The graph can be interpreted as follows:

• Because of the rectangular shape of the signals  $s_i(t)$,  all function curves  $i_i(t)$  are rectilinear.  The end values normalized to  $E_{\rm B}$  are  $+3$,  $+1$,  $-1$  and  $-3$.
• The maximum final value is  $I_5 = 3 \cdot E_{\rm B}$  (red waveform),  since signal  $s_5(t)$  was actually sent.  Without noise,  the correlation receiver thus naturally always makes the correct decision.
• The blue curve  $i_1(t)$  leads to the final value  $I_1 = -E_{\rm B} + E_{\rm B}+ E_{\rm B} = E_{\rm B}$,  since  $s_1(t)$  differs from  $s_5(t)$  only in the first bit.  The comparison values  $I_4$  and  $I_7$  are also equal to  $E_{\rm B}$.
• Since  $s_0(t)$,  $s_3(t)$  and  $s_6(t)$  differ from the transmitted  $s_5(t)$  in two bits,  $I_0 = I_3 = I_6 =-E_{\rm B}$.  The green curve shows  $s_6(t)$ initially increasing  (first bit matches)  and then decreasing over two bits.
• The purple curve leads to the final value  $I_2 = -3 \cdot E_{\rm B}$.  The corresponding signal  $s_2(t)$  differs from  $s_5(t)$  in all three symbols and  $s_2(t) = -s_5(t)$  holds.

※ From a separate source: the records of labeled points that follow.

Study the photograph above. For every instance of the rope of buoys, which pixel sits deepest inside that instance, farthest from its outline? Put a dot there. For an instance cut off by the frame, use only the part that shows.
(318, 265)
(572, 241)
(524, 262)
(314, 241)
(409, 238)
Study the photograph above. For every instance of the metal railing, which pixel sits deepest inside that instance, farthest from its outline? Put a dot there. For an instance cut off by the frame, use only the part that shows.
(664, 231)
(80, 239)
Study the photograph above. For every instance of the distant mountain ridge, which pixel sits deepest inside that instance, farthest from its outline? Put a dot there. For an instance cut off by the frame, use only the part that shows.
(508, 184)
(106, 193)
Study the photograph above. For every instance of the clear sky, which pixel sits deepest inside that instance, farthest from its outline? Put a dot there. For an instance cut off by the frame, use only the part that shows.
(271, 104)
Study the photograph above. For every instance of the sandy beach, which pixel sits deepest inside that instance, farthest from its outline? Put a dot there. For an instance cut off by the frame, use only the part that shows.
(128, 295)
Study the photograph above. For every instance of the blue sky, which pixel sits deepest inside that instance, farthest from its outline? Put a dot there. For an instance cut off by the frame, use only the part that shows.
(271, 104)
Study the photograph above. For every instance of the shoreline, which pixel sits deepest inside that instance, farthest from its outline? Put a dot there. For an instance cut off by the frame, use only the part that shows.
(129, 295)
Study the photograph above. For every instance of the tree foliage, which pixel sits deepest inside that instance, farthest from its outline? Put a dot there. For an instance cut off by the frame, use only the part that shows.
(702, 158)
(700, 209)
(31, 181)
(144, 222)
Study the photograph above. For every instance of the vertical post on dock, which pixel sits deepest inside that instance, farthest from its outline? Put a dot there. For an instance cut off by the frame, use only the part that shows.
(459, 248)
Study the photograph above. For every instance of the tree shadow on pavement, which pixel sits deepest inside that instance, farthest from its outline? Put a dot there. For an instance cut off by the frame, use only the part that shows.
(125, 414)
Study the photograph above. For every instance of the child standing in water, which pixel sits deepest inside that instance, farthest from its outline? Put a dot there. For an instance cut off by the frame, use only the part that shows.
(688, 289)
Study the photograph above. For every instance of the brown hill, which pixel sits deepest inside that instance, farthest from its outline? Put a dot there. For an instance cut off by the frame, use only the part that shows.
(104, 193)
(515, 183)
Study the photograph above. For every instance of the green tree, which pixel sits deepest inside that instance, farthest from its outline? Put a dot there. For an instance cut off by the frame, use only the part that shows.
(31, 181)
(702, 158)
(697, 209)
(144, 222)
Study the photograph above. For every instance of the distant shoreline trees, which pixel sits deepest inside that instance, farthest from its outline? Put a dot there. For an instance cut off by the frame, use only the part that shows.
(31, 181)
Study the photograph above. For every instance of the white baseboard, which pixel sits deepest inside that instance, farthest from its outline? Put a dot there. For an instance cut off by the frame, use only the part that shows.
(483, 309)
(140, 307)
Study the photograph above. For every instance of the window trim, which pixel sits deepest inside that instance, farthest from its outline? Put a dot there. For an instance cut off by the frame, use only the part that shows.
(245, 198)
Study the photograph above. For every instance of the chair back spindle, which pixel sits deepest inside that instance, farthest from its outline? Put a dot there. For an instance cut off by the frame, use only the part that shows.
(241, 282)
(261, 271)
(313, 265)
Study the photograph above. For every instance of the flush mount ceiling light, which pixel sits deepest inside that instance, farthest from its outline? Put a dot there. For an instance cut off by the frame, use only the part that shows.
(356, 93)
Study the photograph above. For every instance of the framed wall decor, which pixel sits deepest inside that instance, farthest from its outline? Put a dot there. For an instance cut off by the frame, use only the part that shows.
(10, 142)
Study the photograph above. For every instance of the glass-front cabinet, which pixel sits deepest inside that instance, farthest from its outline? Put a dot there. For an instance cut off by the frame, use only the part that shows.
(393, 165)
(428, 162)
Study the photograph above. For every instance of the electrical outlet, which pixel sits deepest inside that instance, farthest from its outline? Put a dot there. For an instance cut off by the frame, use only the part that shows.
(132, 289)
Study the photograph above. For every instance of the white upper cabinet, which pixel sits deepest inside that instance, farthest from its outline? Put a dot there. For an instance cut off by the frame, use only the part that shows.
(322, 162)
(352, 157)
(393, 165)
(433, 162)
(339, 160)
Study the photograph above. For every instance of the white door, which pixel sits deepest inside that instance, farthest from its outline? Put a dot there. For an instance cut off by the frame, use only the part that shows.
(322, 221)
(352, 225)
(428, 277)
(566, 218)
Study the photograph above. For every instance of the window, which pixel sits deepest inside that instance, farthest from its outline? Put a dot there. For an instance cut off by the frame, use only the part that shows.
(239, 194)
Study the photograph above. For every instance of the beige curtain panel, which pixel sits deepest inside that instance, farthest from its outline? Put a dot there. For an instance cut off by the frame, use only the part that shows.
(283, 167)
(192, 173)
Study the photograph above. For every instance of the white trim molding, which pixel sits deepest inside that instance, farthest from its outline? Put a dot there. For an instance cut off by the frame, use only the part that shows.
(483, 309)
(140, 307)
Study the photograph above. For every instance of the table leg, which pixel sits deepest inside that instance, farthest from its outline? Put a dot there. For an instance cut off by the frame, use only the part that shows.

$\text{Example 3:}$  The graph describes the same situation as  $\text{Example 2}$,  but now the received signal  $r(t) = s_5(t)+ n(t)$  is assumed.  The variance of the AWGN noise  $n(t)$  here is  $\sigma_n^2 = 4 \cdot E_{\rm B}/T$. Tree diagram of the correlation receiver with noise   $(\sigma_n^2 = 4 \cdot E_{\rm B}/T)$

One can see from this graph compared to the noise-free case:

• The curves are now no longer straight due to the noise component  $n(t)$  and there are also slightly different final values than without noise.
• In the considered example,  the correlation receiver decides correctly with high probability,  since the difference between  $I_5$  and the next value  $I_7$  is relatively large:  $1.65\cdot E_{\rm B}$.
• The error probability in this example is not better than that of the matched filter receiver with symbol-wise decision.  In accordance with the chapter  "Optimization of Baseband Transmission Systems",  the following also applies here:
$$p_{\rm S} = {\rm Q} \left( \sqrt{ {2 \cdot E_{\rm B} }/{N_0} }\right) = {1}/{2} \cdot {\rm erfc} \left( \sqrt{ { E_{\rm B} }/{N_0} }\right) \hspace{0.05cm}.$$

$\text{Conclusions:}$

1. If the input signal does not have statistical bindings  $\text{(Example 2)}$,  there is no improvement by joint decision of  $N$  symbols over symbol-wise decision
⇒   $p_{\rm S} = {\rm Q} \left( \sqrt{ {2 \cdot E_{\rm B} }/{N_0} }\right)$.
2. In the presence of statistical bindings  $\text{(Example 3)}$,  the joint decision of  $N$  symbols noticeably reduces the error probability,  since the maximum likelihood receiver takes the bindings into account.
3. Such bindings can be either deliberately created by transmission-side coding  $($see the  $\rm LNTwww$ book  "Channel Coding")  or unintentionally caused by  (linear)  channel distortions.
4. In the presence of such  "intersymbol interferences",  the calculation of the error probability is much more difficult.  However,  comparable approximations as for the Viterbi receiver can be used,  which are given at the  end of the next chapter

## Correlation receiver with unipolar signaling

So far,  we have always assumed binary  bipolar  signaling when describing the correlation receiver:

$$a_\nu = \left\{ \begin{array}{c} +1 \\ -1 \\ \end{array} \right.\quad \begin{array}{*{1}c} {\rm{f\ddot{u}r}} \\ {\rm{for}} \\ \end{array}\begin{array}{*{20}c} q_\nu = \mathbf{H} \hspace{0.05cm}, \\ q_\nu = \mathbf{L} \hspace{0.05cm}. \\ \end{array}$$

Now we consider the case of binary  unipolar  digital signaling holds:

$$a_\nu = \left\{ \begin{array}{c} 1 \\ 0 \\ \end{array} \right.\quad \begin{array}{*{1}c} {\rm{for}} \\ {\rm{for}} \\ \end{array}\begin{array}{*{20}c} q_\nu = \mathbf{H} \hspace{0.05cm}, \\ q_\nu = \mathbf{L} \hspace{0.05cm}. \\ \end{array}$$

The  $2^3 = 8$  possible source symbol sequences  $Q_i$  of length  $N = 3$  are now represented by unipolar rectangular transmitted signals  $s_i(t)$.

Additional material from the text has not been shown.